Part 4 (1/2)
”There are plenty more.”
”Don't you like roses?”
”Certainly. Who does not like roses?”
”Let me give you another. See, here is one that has the hue of your cheeks.”
”I suppose a city pallor like Emily Warren's is more to your taste.”
”I am wholly out of humor with the city, and I do not like that which is colorless and insipid. I think the rose I have just given you very beautiful.”
”Thanks for your roundabout compliment,” and she looked pleased.
”I suppose your quiet life gives you much time for reading?”
”I can't say that I enjoy father and mother's books.”
”I doubt whether I would myself, but you have your own choice?”
”I read a story now and then; but time slips away; and I don't do much reading. We country girls make our own clothes, and you have no idea how much time it takes.”
”Will you forgive me if I say that I think you make yours very prettily?”
Again she looked decidedly pleased; and, as if to reward me, she fastened the rose on her bosom. ”If she would only keep still,” I thought, ”and I could simply look at her as at a draped statue, I could endure another half-hour; but every word she speaks is like the note of that catbird which broke the spell of harmony this morning. I have not yet seen a trace of ideality in her mind. Not a lovable trait have I discovered beyond her remarkable beauty, which mocks one with its broken promise. What is the controlling yet perverse principle of her life which makes her seem an alien in her own home? I am glad she does not use the plain language to me, since by nature she is not a Friend.”
Miss Yocomb interrupted my thoughts by saying:
”I thought my dress would be much too simple and country-like for your taste. I can see myself that Emily Warren's dress has more style.”
Resolving to explore a little, I said:
”I know a great many men in town.”
”Indeed!” she queried, with kindling interest.

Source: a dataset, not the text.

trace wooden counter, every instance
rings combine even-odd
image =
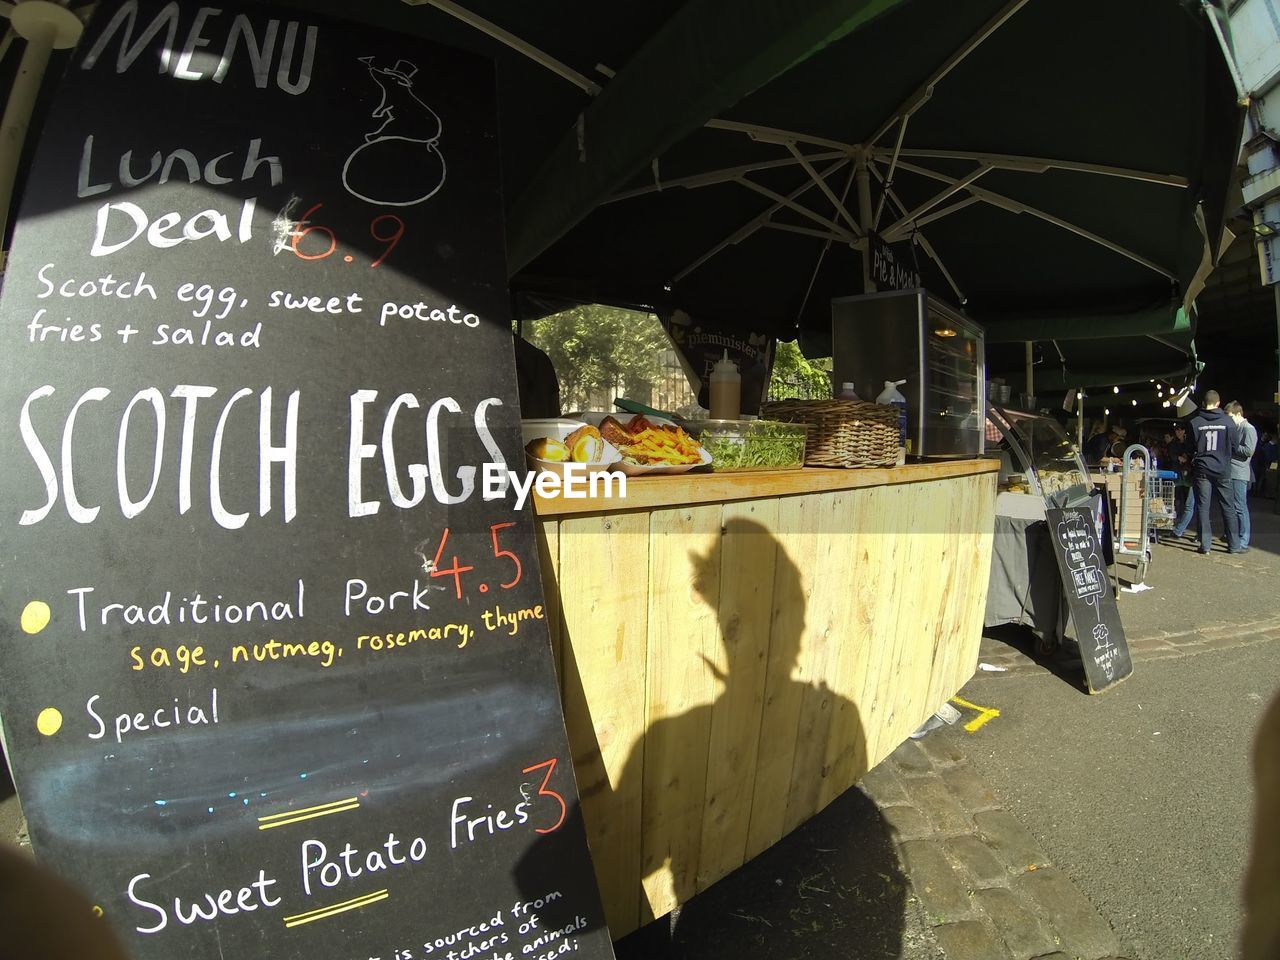
[[[615,937],[821,810],[969,679],[997,469],[646,478],[538,504]]]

”Yes, and some of them are fine artists; and the majority have cultivated their tastes in various ways, both at home and abroad: but I do not think many of them have any respect for what you mean by 'style.' Shop-boys, clerks, and Fifth Avenue exquisites give their minds to the arbitrary mode of the hour; but the men in the city who amount to anything rarely know whether a lady's gown is of the latest cut. They do know, however, whether it is becoming and lady-like. The solid men of the city have a keen eye for beauty, and spend hundreds of thousands of dollars to enjoy its various phases. But half of the time they are anathematizing mere style. I have seen fas.h.i.+on transform a pretty girl into as near an approach to a kangaroo as nature permitted.
Now, I shall be so bold as to say that I think your costume this afternoon has far better qualities than mere style. It is becoming, and in keeping with the day and season, and I don't care a fig whether it is the style or not.”
My ”perfect flower of womanhood” grew radiant, and her lips parted in a smile of ineffable content. In bitter disappointment I saw that my artifice had succeeded, and that I had touched the key-note of her being. To my horror, she reminded me of a pleased, purring kitten that had been stroked in the right direction.
”Your judgment is hasty and harsh,” I charged myself, in half-angry accusation, loth to believe the truth. ”You do not know yet that a compliment to her dress is the most acceptable one that she can receive. She probably takes it as a tribute to her good taste, which is one of woman's chief prerogatives.”
I resolved to explore farther, and continued:
”A lady's dress is like the binding of a book--it ought to be suggestive of her character. Indeed, she can make it a tasteful expression of herself. Our eye is often attracted or repelled by a book's binding. When it has been made with a fine taste, so that it harmonizes with the subject under consideration, we are justly pleased; but neither you nor I believe in the people who value books for the sake of their covers only. Beauty and richness of thought, treasures of varied truth, sparkling wit, droll humor, or downright earnestness are the qualities in books that hold our esteem. A book must have a soul and life of its own as truly as you or I; and the costliest materials, the wealth of a kingdom, cannot make a true book any more than a perfect costume and the most exquisite combination of flesh and blood can make a true woman.” (I wondered if she were listening to me; for her face was taking on an absent look. Conscious that my homily was growing rather long, I concluded.) ”The book that reveals something new, or puts old truths in new and interesting lights--the book that makes us wiser, that cheers, encourages, comforts, amuses, and makes a man forget his stupid, miserable self, is the book we tie to. And so a man might well wish himself knotted to a woman who could do as much for him, and he would naturally be pleased to have her outward garb correspond with her spiritual beauty and worth.”
My fair ideal had also reached a momentous conclusion, for she said, with the emphasis of a final decision:
”I won't cut that dress after Emily Warren's pattern. I'll cut it to suit myself.”